1) Wird man dadurch Riesen-Schritte in der Kenntnis unserer Atmosphäre tun, Abnahme ihrer Dichtigkeit, Wärme, Feuchtigkeit, Ab- oder Zunahme der Elektrizität der Luft, die Höhenmessungen durchs Barometer, die Lehre vom Schall und dessen Fortpflanzung, die von der Refraktion, von Bewegung der Körper in elastischen Mitteln. Kenntnis der Ebbe und Flut der Luft; Kenntnis der in großen Höhen zu vermutenden Passatwinden. Die Untersuchungen des Nordlichts, der Lichtstreifen, die durch keine Drachen erforscht werden können, der magnetischen Kraft, der Entstehung des Hagels, des Schnees etc. werden unendlich gewinnen.

2) Rechtfertiget der vortreffliche Versuch des Herrn de Romas zu Nérac, mit einem Drachen, die Mutmaßung, daß es nur bloß auf den Menschen ankomme, ob er künftig ein anrückendes Donnerwetter haben will oder nicht. Eine solche Kugel mit metallnen Spitzen oder Trotteln versehen und an einem schicklichen Leitseil zu rechter Zeit in die Höhe gelassen, wird das stärkste Donnerwetter zum Schweigen bringen.
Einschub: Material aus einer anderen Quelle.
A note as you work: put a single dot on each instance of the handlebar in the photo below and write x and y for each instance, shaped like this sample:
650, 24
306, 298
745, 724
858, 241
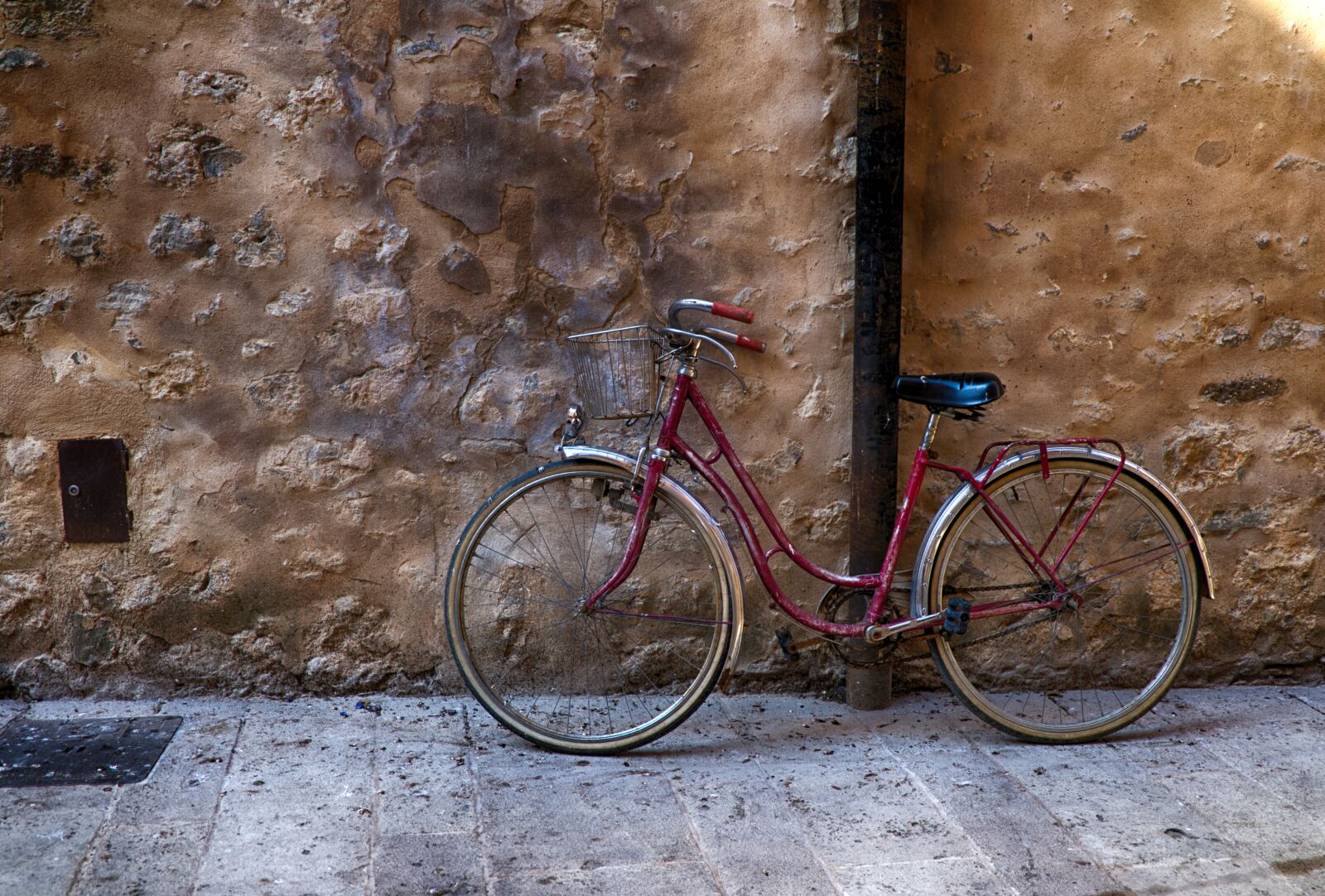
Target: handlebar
720, 309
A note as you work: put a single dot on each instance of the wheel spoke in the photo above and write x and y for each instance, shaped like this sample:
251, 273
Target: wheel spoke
1100, 664
580, 682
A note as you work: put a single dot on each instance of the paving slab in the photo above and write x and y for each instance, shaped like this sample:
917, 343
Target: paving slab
1026, 845
929, 878
1216, 792
46, 832
138, 859
689, 878
408, 865
550, 812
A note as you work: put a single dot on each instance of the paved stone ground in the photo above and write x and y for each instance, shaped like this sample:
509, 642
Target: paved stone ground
1217, 792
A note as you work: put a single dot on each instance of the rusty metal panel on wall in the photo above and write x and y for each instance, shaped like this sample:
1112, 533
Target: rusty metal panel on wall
94, 489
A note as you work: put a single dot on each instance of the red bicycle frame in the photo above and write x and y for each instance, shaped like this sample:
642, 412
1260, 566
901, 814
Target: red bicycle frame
669, 443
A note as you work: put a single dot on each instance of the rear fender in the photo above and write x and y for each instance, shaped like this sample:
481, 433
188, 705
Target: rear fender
928, 552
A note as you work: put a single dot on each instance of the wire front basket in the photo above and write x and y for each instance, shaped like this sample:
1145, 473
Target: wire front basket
616, 371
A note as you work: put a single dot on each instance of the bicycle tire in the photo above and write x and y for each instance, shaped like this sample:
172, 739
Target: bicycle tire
1072, 675
586, 683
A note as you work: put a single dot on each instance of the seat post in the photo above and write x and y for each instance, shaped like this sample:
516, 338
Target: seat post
931, 428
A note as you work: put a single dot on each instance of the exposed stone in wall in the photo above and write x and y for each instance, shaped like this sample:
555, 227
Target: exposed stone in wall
22, 309
20, 57
189, 152
182, 234
79, 238
301, 106
1245, 388
17, 162
56, 19
258, 244
176, 378
219, 86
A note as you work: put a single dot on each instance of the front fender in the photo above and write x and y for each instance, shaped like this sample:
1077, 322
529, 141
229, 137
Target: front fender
713, 533
933, 536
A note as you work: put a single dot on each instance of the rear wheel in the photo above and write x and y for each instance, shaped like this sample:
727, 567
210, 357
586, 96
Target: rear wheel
1104, 659
578, 682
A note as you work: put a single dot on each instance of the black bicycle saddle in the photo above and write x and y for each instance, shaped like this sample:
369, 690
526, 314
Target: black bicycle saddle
949, 390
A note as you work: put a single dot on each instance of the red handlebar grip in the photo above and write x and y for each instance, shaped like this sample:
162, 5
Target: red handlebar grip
733, 311
754, 344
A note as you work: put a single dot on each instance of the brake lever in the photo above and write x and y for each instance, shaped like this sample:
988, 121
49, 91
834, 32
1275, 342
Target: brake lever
730, 369
713, 342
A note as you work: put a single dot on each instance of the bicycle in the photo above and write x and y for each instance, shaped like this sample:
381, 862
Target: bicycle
593, 604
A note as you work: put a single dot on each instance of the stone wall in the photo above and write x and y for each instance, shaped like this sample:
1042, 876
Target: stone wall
311, 258
1119, 211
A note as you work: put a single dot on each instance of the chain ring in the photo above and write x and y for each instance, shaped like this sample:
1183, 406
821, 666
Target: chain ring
835, 598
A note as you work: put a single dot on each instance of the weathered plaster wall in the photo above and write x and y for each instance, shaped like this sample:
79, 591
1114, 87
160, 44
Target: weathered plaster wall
311, 258
1119, 210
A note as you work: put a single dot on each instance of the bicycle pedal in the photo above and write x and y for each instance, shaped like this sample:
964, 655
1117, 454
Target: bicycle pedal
957, 617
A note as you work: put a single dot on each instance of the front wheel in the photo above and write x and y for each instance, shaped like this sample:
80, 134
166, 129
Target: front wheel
1104, 657
576, 682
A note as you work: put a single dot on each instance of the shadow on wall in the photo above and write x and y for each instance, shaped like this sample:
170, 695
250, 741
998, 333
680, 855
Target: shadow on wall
311, 258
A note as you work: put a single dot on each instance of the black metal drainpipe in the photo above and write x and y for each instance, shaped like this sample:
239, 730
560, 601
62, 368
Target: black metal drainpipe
880, 143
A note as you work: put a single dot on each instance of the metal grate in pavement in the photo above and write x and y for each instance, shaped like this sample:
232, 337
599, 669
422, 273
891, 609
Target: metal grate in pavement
61, 752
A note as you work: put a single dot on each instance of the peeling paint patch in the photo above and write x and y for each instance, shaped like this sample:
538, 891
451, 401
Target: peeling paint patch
20, 57
1246, 388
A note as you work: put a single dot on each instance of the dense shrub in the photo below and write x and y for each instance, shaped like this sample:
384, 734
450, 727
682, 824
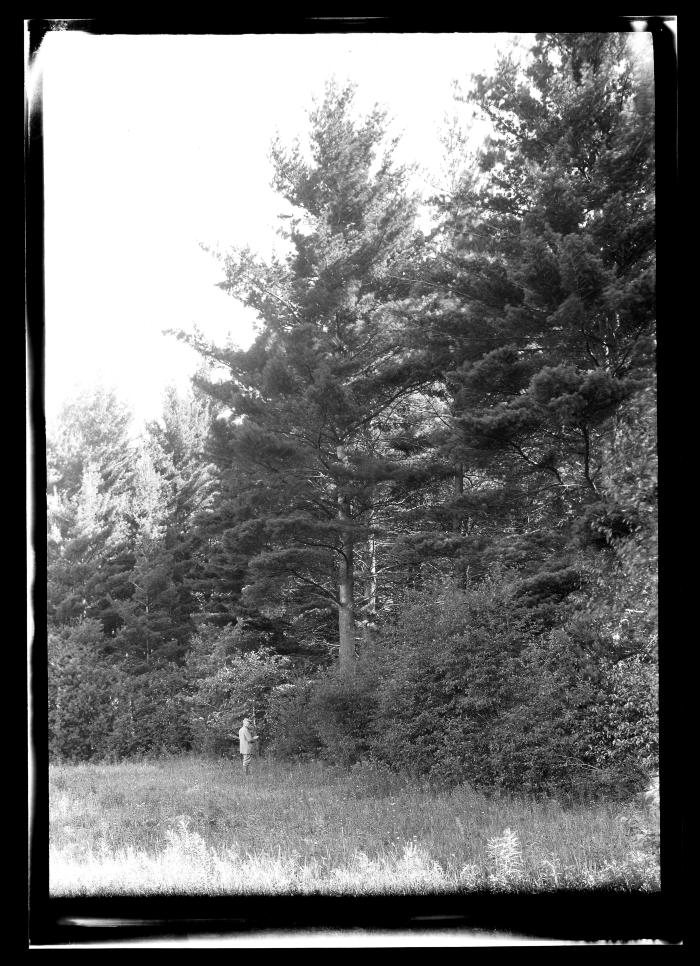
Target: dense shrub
152, 714
82, 688
291, 725
227, 686
447, 673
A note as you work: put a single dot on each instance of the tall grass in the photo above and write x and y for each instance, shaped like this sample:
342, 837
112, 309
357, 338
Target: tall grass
192, 825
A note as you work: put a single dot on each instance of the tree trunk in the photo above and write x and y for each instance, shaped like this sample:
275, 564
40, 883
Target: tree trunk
371, 614
458, 523
346, 606
346, 582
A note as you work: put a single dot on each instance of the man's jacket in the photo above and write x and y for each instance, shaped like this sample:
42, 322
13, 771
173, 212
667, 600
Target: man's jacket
245, 736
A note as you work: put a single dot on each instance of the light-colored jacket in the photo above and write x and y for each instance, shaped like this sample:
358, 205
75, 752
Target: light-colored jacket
247, 740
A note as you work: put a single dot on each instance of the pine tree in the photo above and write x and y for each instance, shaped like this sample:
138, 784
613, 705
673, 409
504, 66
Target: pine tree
332, 361
545, 307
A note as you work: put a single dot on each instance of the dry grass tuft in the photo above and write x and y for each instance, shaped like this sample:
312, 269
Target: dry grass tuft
192, 825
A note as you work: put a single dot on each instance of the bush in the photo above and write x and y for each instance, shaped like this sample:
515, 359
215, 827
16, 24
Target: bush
291, 726
447, 674
152, 715
231, 688
342, 708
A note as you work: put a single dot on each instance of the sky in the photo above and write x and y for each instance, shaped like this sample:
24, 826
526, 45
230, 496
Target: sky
156, 145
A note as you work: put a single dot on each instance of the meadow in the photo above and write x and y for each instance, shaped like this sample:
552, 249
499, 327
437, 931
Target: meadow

Blitze sind gewaltsame Durchbrüche einer angehäuften elektrischen Materie, so wie Überschwemmungen Durchbrüche von Deichen; diesen muß der Mensch entgegen arbeiten, die Zeiten sind ja ohnehin schon so ziemlich vorbei, da man das liebe Gewitter verehrt, wie die Egyptier die lieben Krokodile, von denen sie mit landesgottheitlicher Herablassung aufgefressen werden. Wohlverstanden, eine solche Kugel soll kein Blitzleiter werden, sondern das ganze Donnerwetter über dem Ort stille machen, wie Herrn de Romas Drache. Allein Drachen sind nicht immer anzuwenden. Die schwersten Donnerwetter kommen oft ohne Wind, und werden alsdann durch ihre Dauer so sehr gefährlich, und da steigt kein Drache; ja bei den meisten Gewittern, läßt der Wind mit dem sie sich nähern nach, wenn sie uns über dem Kopfstehen, die Drachen kommen also herab gerade zu der Zeit da sie in der Höhe am nötigsten sind, und endlich erfordert der Drache eine Behandlung, die den Leuten, die ihn steigen lassen, gefährlich werden kann. Vermutlich, ja fast gewiß, wird es auch zu hageln aufhören. Daß eine solche Kugel gut einzurichten viel kosten würde, ist kein Einwurf. Die Festungen kosten unendlich mehr, und ziehen meistens die Donnerwetter erst recht herbei die sie abhalten sollten.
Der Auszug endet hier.